Après quarante-huit voyages en sept ans, Sebastião Salgado dévoile plus de 200 clichés en noir et blanc mettant en beauté la puissance de la Nature, de l’Amazonie et de ses habitants. On découvre d’abord le labyrinthe complexe que forment les affluents sinueux qui alimentent le fleuve, les montagnes qui culminent parfois jusqu’à 3 000 mètres, les cieux gorgés d’eau qui créent de véritables rivières célestes.

Dans son exposition Amazônia à la Philharmonie de Paris, le photographe franco-brésilien nous fait découvrir les membres des dix tribus qu’il a rencontrées à travers une série de portraits touchants et emprunts d’une humanité saisissante. Au sein de leur environnement, chaque communauté pose dans le studio improvisé de l’artiste en arborant avec fierté leurs tenues traditionnelles et leurs maquillages distinctifs.

Témoignage écologiste et sensoriel

Enfin, pour magnifier l’ensemble du travail de Sebastião Salgado, Jean-Michel Jarre est venu apporter sa pierre à l’édifice en créant l’ambiance sonore à partir de sons captés dans la forêt amazonienne. En totale immersion, l’exposition fait voyager le visiteur entre le bruissement des arbres, le cri des animaux, ou encore le fracas des eaux qui se précipitent du haut des montagnes.
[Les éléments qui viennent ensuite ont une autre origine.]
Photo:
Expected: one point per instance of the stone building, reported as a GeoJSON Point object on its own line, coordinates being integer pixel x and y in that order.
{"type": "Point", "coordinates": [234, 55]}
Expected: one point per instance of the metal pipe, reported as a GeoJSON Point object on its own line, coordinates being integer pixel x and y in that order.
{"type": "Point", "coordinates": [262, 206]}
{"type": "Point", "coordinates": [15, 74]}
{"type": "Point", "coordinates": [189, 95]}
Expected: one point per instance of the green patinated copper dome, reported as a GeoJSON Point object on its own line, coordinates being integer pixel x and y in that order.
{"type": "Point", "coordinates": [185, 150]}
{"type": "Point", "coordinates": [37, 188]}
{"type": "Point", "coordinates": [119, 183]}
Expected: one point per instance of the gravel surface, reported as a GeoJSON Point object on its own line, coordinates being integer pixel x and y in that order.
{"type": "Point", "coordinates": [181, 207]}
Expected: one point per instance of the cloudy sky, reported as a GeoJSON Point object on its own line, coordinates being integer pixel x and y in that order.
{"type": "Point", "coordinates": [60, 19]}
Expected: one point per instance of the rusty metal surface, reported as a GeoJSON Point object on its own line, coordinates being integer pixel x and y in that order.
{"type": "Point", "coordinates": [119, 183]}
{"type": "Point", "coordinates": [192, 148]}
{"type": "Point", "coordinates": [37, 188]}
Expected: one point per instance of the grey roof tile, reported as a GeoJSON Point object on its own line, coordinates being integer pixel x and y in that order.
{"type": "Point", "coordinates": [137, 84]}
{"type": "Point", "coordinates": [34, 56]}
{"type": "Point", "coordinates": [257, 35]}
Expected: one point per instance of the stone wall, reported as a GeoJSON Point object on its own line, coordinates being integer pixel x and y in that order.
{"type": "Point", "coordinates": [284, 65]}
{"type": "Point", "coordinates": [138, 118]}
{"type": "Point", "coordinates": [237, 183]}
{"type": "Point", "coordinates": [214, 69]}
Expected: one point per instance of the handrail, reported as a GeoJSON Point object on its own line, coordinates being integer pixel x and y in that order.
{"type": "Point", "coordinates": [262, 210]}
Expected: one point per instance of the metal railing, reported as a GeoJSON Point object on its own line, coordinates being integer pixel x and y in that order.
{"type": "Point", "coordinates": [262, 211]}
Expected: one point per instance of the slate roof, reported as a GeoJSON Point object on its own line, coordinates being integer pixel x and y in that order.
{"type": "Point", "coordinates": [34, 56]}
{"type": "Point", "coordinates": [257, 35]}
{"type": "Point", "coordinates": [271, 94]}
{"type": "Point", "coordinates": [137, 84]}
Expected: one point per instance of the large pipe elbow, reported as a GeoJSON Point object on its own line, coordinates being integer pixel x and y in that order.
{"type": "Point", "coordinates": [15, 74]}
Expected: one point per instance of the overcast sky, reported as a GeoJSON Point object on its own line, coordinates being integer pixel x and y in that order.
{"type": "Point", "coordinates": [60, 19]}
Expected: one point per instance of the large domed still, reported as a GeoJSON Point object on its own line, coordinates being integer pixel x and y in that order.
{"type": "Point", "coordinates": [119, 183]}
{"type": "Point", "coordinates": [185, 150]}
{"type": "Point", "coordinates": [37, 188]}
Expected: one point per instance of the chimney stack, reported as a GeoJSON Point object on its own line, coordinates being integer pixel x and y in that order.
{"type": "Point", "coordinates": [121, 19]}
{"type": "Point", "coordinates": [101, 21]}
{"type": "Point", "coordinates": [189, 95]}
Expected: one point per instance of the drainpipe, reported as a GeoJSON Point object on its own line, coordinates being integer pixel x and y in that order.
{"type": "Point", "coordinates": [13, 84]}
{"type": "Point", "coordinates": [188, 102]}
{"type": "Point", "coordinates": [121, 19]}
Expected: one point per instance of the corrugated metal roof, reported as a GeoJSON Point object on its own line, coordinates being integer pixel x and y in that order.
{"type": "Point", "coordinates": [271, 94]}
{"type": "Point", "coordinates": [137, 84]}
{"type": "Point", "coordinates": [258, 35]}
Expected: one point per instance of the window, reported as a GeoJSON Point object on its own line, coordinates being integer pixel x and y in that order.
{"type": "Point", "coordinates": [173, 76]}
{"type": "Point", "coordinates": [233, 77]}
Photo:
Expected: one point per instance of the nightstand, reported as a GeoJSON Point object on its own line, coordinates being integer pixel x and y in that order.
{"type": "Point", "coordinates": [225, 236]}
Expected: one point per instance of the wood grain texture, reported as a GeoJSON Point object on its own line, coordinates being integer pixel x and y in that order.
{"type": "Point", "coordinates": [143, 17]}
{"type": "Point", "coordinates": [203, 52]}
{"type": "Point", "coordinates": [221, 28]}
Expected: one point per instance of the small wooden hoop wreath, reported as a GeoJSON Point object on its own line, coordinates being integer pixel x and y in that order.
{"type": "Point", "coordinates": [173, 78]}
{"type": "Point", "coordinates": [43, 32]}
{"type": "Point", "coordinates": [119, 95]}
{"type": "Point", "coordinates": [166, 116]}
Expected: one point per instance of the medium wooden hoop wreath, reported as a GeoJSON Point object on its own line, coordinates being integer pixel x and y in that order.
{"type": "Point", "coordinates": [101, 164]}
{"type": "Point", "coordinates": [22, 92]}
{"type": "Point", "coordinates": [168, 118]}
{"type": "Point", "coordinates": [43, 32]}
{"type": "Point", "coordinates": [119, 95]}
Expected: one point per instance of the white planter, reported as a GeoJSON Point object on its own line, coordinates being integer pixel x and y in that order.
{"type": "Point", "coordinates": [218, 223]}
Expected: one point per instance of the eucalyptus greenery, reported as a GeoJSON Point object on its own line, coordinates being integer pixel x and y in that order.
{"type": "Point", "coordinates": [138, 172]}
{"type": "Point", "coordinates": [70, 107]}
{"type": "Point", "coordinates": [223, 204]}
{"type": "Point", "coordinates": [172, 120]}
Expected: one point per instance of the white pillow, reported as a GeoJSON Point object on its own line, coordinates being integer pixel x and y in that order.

Avec Amazônia, Sebastião Salgado livre un témoignage humaniste et engagé sur la protection et la préservation de la Nature, le respect de son prochain et met en évidence l’importance des relations sociales, comme fil conducteur pour l’équilibre et la diversité de l’Humanité.

Le Rio Jutai dans l’État d’Amazonas, photographié au Brésil en 2017 © Sebastião Salgado
Anoussa : Bonjour Sebastião. C’est un grand honneur de vous interviewer. Vous venez de recevoir le prix Praemium Imperiale, considéré comme le « Nobel » des arts, décerné par par la famille impériale du Japon au nom de la Japan Art Association. Que représente ce prix ?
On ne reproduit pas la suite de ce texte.